The rhea error message appeared to be triggered by our accidentally allowing multiple overlapping 'drain's to occur (finalAction did not check to see if we were already draining and would allow it to happen multiple times). Removing the concurrent drains fixed this issue but I didn't fully investigate why.

Fixes #15606, #15115

…essage from rhea. The message loss issue is related to how we trigger 'drain' using 'addCredit(1)'. Our 'receiver.drain; receiver.addCredit(1)' pattern actually does add a credit, which shows up in the flow frame that gets sent for our drain. This has led to occasionally receiving more messages than we intended. The second part of this was that we were masking this error because we had code that specifically threw out messages if more arrived than were requested. If the message was being auto-renewed it's possible for the message to appear to be missing, and if we were in receiveAndDelete the message is effectively lost at that point. That code is now removed (we defer to just allowing the extrra message, should a bug arise that causes that) and we log an error indicating it did happen. The rhea error message appeared to be triggered by our accidentallly allowing multiple overlapping 'drain's to occur (finalAction did not check to see if we were _already_ draining and would allow it to happen multiple times). Removing the concurrent drains fixed this issue but I didn't fully investigate why.

…hack.

richardpark-msft · 2021-06-25T21:31:13Z

/azp run js - service-bus - tests

azure-pipelines · 2021-06-25T21:31:25Z

Azure Pipelines successfully started running 1 pipeline(s).

chradek

I see you added a stress test scenario. Were you ever able to find a way to reliably reproduce the issue in a controlled environment? I didn't see any non-stress tests added.

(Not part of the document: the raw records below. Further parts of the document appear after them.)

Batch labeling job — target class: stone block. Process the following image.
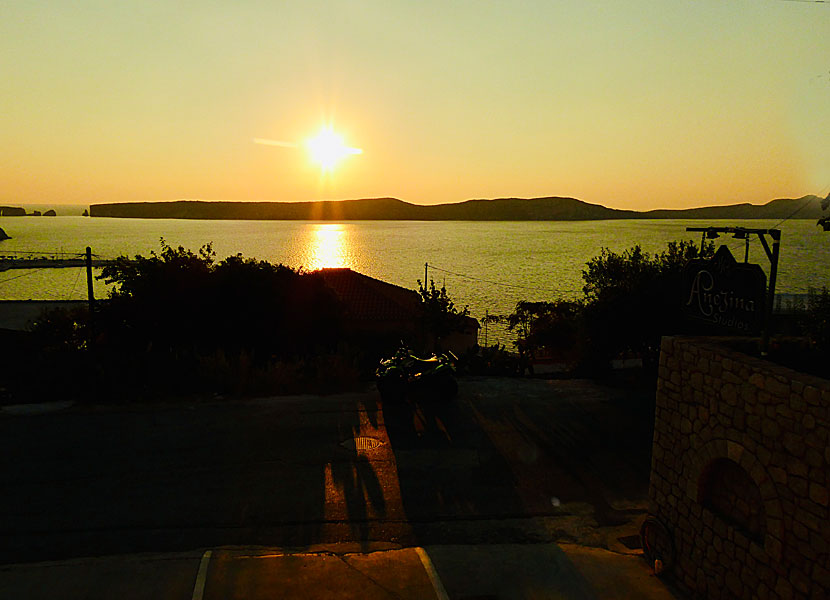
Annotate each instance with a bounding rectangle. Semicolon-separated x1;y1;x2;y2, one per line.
726;440;744;463
724;371;743;384
755;446;772;466
790;567;811;595
761;420;780;439
725;572;742;597
741;565;759;591
703;510;714;527
749;372;765;388
764;535;783;562
714;518;728;539
782;433;806;458
791;519;809;541
786;457;808;478
750;540;767;562
789;393;806;412
765;376;790;398
797;510;821;533
812;563;830;590
767;517;783;540
734;410;746;430
805;448;824;469
809;483;829;507
775;576;794;600
805;431;826;451
769;466;787;485
775;404;794;420
804;386;820;405
809;530;827;554
789;476;808;497
802;413;816;430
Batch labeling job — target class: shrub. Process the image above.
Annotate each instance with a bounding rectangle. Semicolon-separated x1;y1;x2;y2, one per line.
97;240;342;364
506;240;714;376
417;278;470;350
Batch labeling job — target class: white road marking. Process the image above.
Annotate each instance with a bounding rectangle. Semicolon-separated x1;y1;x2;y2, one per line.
191;550;212;600
416;547;449;600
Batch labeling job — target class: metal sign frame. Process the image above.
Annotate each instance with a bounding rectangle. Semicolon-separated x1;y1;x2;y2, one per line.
687;227;780;353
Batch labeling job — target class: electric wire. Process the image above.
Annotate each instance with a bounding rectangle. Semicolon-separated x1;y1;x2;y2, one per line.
426;263;582;295
720;185;830;255
0;269;41;285
67;266;83;300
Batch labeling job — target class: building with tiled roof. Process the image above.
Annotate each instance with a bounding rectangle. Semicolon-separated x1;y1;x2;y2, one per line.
318;268;478;353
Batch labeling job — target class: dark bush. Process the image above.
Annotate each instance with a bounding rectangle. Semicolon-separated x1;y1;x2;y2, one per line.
96;240;342;364
11;241;349;402
506;240;714;377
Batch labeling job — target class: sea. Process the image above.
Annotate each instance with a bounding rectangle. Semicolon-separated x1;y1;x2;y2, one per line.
1;217;828;346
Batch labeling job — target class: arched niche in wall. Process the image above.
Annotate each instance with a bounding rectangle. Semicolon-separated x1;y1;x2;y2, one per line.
698;457;765;543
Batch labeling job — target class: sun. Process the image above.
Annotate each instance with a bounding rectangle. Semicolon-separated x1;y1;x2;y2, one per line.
305;127;362;173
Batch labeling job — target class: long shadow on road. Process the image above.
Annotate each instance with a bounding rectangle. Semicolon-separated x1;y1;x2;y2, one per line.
381;377;655;544
0;377;654;564
0;393;388;564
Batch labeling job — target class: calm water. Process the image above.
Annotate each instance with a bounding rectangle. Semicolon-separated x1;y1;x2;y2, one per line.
2;217;829;344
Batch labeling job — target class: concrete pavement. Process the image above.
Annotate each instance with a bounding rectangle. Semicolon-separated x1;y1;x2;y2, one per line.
1;377;655;564
0;376;672;597
0;543;679;599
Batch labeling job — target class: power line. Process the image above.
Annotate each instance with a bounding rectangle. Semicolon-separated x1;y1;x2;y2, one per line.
0;269;41;285
0;250;85;257
722;185;830;255
770;190;826;229
426;263;582;295
67;266;83;300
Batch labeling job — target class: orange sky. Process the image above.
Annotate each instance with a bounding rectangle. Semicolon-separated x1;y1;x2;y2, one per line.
1;2;828;210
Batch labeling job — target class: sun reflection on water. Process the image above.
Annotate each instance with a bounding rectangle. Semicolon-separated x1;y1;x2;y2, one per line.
308;223;350;269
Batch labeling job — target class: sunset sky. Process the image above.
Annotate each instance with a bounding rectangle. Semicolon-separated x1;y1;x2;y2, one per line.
2;1;828;210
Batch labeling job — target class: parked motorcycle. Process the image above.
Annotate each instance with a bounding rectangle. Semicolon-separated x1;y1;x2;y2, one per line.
376;346;458;402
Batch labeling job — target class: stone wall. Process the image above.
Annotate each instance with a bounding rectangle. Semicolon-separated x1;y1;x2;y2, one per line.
649;337;830;600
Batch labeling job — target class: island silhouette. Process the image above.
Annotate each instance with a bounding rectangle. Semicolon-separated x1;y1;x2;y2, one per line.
88;195;826;221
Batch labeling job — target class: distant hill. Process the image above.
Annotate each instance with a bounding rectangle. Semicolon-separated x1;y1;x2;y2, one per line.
88;195;825;221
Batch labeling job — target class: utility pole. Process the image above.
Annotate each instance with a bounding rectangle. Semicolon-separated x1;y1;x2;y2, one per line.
85;247;94;312
424;262;429;285
86;246;95;343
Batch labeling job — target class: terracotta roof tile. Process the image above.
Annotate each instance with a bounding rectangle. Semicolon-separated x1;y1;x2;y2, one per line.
319;268;421;322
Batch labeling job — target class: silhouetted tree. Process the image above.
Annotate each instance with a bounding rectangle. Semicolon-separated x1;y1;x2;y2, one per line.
507;240;714;376
818;192;830;231
97;239;342;364
417;278;469;348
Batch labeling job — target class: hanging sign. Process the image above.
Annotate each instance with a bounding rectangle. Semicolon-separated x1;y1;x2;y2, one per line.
682;245;766;333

If you emitted an additional message (amqp onMessage) after you call addCredit(1) with drain set to true, would that trigger it as well? Or does it have to go through rhea?

sdk/servicebus/service-bus/src/core/batchingReceiver.ts

richardpark-msft · 2021-06-26T00:42:27Z

/azp run js - service-bus - tests

azure-pipelines · 2021-06-26T00:42:38Z

Azure Pipelines successfully started running 1 pipeline(s).

… the event listener was registered, rather than when the message handler was called. Fixing this revealed a couple of spots that were incorrectly using the wrong timeout. Also, storing off the finalAction in an internal member variable to maek some testing easier.

…ode that was trying to be a bad eventemitter. Replaced it with an actual eventemitter instead. This had a nice byproduct of removing more code. I also did some renames of variables because `receiver` is no longer a descriptive word (BatchingReceiver, BatchingReceiverLite, ServiceBusReceiver, etc..).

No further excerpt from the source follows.